There are many reasons why this performance test does not give useful results.
Don't compare, or pay attention to, release
timing. The entire point of using a language like C or C++ is to enable (static) compiler optimizations. So really, the results are the same. On the other hand, it is important to make sure that aggressive compiler optimizations don't optimize out your entire test (due to the result of computation going unused, or due to undefined behaviour anywhere in your program, or due to the compiler assuming that part of the code can't actually be reached because it there would be undefined behaviour if it were reached).
for i in [x]:
is a pointless loop: it creates a Python list of one element, and iterates once. That one iteration does i *= a
, i.e., it multiplies i
, which is the Numpy array. The code only works accidentally; it happens that Numpy arrays specially define *
to do a loop and multiply each element. Which brings us to...
The entire point of using Numpy is that it optimizes number-crunching by using code written in C behind the scenes to implement algorithms and data structures. i
simply contains a pointer to a memory allocation that looks essentially the same as the one the C program uses, and i *= a
does a few O(1) checks and then sets up and executes a loop that looks essentially the same as the one in the C code.
This is not reliable timing methodology, in general. That is a whole other kettle of fish. The Python standard library includes a timeit
module intended to make timing easier and help avoid some of the more basic traps. But doing this properly in general is a research topic beyond the scope of a Stack Overflow question.
"But I want to see the slow performance of native Python, rather than Numpy's optimized stuff - "
If you just want to see the slow performance of Python iteration, then you need for the loop to actually iterate over the elements of the array (and write them back):
def mult(x, a):
for i in range(len(x)):
x[i] *= a
Except that experienced Pythonistas won't write the code that way, because range(len(
is ugly.

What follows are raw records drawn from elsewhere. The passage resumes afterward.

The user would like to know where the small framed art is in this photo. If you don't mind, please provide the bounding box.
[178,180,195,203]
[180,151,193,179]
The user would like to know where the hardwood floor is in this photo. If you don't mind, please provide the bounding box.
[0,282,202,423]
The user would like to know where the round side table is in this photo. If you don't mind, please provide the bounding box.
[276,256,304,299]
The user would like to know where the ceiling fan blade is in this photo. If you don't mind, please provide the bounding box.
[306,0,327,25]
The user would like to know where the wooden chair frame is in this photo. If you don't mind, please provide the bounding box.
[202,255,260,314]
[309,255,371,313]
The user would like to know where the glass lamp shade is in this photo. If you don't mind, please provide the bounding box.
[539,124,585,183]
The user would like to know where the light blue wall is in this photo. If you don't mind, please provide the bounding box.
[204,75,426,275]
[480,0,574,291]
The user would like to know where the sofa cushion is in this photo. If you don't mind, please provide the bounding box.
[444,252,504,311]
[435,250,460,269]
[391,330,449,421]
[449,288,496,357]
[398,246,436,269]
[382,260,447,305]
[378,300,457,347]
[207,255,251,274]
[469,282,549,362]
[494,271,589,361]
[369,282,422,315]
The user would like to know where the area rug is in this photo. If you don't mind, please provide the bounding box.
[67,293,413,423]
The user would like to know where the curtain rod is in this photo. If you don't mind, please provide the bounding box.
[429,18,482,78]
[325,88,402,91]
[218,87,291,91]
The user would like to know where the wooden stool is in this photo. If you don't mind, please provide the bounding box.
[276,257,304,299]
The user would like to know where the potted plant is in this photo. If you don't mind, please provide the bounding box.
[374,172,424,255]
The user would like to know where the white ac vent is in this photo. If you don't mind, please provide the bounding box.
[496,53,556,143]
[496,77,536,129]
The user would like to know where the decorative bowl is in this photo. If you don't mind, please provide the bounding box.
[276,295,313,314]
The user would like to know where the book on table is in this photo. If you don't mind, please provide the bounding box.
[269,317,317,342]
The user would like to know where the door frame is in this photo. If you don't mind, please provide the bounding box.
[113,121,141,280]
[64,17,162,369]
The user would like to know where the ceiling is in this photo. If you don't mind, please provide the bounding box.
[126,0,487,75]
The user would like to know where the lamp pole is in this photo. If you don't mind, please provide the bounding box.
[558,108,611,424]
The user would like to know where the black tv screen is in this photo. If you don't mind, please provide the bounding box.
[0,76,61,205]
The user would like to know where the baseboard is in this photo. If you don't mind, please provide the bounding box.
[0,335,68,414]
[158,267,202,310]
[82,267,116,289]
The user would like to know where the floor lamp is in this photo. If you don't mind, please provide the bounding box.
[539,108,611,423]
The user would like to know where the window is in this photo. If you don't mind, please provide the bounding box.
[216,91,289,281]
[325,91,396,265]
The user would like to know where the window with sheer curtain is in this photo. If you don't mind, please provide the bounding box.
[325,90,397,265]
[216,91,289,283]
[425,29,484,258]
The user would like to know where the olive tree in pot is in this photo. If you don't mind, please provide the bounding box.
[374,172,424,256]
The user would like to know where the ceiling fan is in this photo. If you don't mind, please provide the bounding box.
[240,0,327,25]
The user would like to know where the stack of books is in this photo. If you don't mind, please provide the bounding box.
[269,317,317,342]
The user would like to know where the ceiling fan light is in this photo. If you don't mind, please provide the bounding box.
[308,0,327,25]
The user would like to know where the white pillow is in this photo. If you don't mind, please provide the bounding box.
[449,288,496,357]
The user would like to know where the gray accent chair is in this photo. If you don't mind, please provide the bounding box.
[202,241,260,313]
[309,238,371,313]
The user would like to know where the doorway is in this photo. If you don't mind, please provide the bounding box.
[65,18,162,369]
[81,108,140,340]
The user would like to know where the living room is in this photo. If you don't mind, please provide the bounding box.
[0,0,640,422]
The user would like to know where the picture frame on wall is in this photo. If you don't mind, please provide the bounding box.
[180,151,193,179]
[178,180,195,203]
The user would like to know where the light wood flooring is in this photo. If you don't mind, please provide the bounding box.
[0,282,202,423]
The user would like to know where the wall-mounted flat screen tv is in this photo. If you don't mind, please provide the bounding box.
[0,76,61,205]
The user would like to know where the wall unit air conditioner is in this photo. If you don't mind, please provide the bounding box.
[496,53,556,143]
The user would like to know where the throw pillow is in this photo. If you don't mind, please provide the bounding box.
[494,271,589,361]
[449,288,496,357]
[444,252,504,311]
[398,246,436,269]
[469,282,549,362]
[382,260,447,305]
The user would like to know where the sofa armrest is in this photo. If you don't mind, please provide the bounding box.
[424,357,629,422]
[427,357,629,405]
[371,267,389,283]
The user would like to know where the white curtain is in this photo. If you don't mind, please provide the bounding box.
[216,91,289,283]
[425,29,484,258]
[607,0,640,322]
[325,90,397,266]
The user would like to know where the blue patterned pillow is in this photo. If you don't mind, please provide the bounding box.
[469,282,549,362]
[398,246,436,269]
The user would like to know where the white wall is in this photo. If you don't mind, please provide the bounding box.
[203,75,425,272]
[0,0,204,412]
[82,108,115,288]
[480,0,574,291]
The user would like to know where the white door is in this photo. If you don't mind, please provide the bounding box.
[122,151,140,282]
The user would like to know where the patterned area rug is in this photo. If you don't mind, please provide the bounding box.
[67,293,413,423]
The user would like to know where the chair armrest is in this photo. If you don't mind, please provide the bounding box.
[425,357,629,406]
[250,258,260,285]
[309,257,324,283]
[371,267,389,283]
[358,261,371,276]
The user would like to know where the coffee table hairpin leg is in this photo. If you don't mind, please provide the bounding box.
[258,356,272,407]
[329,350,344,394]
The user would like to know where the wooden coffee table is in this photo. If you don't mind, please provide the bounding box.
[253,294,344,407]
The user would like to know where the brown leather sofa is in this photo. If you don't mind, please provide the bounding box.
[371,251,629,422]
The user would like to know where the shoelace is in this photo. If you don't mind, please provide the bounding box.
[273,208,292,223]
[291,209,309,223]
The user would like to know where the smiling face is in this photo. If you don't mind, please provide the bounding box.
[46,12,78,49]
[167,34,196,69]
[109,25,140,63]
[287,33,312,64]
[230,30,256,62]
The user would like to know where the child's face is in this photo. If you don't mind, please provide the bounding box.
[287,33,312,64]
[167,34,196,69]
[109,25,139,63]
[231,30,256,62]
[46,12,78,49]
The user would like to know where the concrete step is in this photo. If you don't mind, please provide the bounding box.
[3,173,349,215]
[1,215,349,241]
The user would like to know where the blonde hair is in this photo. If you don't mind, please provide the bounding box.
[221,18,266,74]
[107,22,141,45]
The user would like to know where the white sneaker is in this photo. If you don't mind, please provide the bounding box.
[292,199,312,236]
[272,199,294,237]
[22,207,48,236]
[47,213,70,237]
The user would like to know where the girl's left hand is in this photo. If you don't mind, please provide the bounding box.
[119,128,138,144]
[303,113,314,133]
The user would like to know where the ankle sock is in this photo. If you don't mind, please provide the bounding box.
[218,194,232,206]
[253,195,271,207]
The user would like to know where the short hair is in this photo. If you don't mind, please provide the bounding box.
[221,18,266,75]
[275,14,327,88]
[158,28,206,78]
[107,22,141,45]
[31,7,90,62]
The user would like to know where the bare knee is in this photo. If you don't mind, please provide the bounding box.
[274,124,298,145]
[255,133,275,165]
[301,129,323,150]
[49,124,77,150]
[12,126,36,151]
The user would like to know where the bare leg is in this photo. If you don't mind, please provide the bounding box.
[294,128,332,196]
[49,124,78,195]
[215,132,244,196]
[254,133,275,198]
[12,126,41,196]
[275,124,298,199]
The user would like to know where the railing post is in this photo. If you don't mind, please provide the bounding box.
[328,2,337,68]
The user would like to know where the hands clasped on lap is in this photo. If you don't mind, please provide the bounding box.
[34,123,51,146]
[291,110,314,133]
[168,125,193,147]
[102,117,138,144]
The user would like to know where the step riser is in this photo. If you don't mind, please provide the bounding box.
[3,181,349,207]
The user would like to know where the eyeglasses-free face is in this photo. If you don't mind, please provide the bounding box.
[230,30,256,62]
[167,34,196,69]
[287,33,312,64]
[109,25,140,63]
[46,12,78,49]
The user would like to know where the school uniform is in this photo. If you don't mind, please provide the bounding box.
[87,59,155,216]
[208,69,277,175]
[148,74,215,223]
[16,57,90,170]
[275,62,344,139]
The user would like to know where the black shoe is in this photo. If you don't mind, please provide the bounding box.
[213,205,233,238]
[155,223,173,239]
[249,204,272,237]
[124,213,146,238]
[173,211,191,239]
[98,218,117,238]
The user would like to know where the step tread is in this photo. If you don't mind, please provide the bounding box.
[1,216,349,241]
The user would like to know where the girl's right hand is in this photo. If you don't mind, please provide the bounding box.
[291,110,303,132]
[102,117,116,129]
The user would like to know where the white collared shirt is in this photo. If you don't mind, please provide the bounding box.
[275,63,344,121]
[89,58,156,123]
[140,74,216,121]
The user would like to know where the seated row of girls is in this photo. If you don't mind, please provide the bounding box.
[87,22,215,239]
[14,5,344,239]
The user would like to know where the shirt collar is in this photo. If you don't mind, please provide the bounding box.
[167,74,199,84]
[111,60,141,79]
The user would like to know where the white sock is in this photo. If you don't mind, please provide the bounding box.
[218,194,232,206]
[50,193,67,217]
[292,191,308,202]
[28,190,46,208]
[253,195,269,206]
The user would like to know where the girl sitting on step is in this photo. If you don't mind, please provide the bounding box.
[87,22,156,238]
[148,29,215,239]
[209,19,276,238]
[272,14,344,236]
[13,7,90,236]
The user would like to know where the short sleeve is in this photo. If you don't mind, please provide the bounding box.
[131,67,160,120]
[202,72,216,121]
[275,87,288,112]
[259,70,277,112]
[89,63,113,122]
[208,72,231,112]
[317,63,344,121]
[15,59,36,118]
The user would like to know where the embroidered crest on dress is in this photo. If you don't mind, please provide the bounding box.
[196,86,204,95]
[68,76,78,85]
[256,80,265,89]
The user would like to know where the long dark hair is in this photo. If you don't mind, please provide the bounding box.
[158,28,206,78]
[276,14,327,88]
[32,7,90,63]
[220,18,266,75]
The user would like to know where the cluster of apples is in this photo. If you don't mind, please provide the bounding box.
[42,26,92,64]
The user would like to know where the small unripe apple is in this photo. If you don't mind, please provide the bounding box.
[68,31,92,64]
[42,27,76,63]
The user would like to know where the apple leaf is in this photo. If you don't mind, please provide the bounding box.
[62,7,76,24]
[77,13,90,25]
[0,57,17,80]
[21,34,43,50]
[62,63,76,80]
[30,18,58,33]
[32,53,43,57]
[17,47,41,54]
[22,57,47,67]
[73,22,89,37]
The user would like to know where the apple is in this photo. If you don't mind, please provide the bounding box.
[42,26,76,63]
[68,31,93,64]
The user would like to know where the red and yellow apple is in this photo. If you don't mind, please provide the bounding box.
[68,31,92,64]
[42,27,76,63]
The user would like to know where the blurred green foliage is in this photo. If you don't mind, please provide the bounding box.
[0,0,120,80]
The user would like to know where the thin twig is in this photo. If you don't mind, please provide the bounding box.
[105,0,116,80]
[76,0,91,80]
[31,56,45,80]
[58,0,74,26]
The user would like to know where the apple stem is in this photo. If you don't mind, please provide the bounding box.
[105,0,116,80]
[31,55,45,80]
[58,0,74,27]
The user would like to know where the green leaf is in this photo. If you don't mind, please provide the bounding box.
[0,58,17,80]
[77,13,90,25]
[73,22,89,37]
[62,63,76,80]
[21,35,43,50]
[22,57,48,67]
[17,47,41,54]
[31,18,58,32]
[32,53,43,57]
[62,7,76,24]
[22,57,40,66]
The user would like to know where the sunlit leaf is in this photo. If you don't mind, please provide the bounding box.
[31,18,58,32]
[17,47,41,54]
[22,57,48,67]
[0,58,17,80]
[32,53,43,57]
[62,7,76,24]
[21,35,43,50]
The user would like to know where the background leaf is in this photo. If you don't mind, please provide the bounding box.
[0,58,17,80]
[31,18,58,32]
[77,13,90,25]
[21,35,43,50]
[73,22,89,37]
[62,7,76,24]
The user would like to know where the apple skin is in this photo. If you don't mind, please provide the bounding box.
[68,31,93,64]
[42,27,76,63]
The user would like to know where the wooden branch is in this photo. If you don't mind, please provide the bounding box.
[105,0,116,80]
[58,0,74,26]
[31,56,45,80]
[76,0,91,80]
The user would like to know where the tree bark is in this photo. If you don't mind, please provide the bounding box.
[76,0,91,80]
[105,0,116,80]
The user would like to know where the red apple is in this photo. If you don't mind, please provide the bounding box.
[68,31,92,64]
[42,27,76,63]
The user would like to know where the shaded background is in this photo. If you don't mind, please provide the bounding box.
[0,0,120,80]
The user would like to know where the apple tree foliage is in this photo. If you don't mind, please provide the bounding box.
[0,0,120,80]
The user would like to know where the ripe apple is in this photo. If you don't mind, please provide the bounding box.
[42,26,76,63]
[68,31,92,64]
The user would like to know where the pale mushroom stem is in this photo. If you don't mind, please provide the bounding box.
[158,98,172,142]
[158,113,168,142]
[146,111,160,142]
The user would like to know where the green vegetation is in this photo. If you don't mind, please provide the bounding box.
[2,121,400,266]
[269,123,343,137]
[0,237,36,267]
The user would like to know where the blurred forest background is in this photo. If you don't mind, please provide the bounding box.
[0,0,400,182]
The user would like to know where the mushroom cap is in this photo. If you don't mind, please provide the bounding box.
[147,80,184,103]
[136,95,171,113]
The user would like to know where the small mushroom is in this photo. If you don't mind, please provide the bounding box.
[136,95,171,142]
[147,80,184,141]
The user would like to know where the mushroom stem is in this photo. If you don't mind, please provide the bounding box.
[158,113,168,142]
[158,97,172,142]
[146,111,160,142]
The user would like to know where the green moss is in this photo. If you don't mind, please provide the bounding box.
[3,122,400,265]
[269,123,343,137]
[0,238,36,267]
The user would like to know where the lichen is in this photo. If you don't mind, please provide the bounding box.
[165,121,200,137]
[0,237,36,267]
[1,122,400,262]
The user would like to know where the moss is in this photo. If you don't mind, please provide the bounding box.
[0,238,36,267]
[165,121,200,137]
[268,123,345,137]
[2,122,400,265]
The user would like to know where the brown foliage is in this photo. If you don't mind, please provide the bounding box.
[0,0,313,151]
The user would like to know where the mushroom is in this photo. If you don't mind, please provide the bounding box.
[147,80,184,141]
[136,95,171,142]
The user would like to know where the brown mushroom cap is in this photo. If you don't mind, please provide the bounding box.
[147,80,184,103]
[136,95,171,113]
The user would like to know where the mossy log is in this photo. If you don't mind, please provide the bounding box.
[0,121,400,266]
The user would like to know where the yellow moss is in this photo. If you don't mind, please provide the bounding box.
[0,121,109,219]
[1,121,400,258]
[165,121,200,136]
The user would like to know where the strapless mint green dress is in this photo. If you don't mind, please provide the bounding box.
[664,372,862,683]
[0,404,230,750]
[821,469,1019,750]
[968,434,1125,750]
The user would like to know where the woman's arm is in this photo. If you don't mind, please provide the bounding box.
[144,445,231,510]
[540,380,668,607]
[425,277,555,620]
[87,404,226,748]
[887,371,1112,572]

The Pythonic approach is to create a new list:
def mult(x, a):
return [i*a for i in x]
That will also show you the inefficiency of native Python data structures (we need to create a new list, which contains pointers to int
objects).
On my machine, it is actually even slower to process the Numpy array this way than a native Python list. This is presumably because of the extra work that has to be done to interface the Numpy code with native Python, and "box" the raw integer data into int
objects.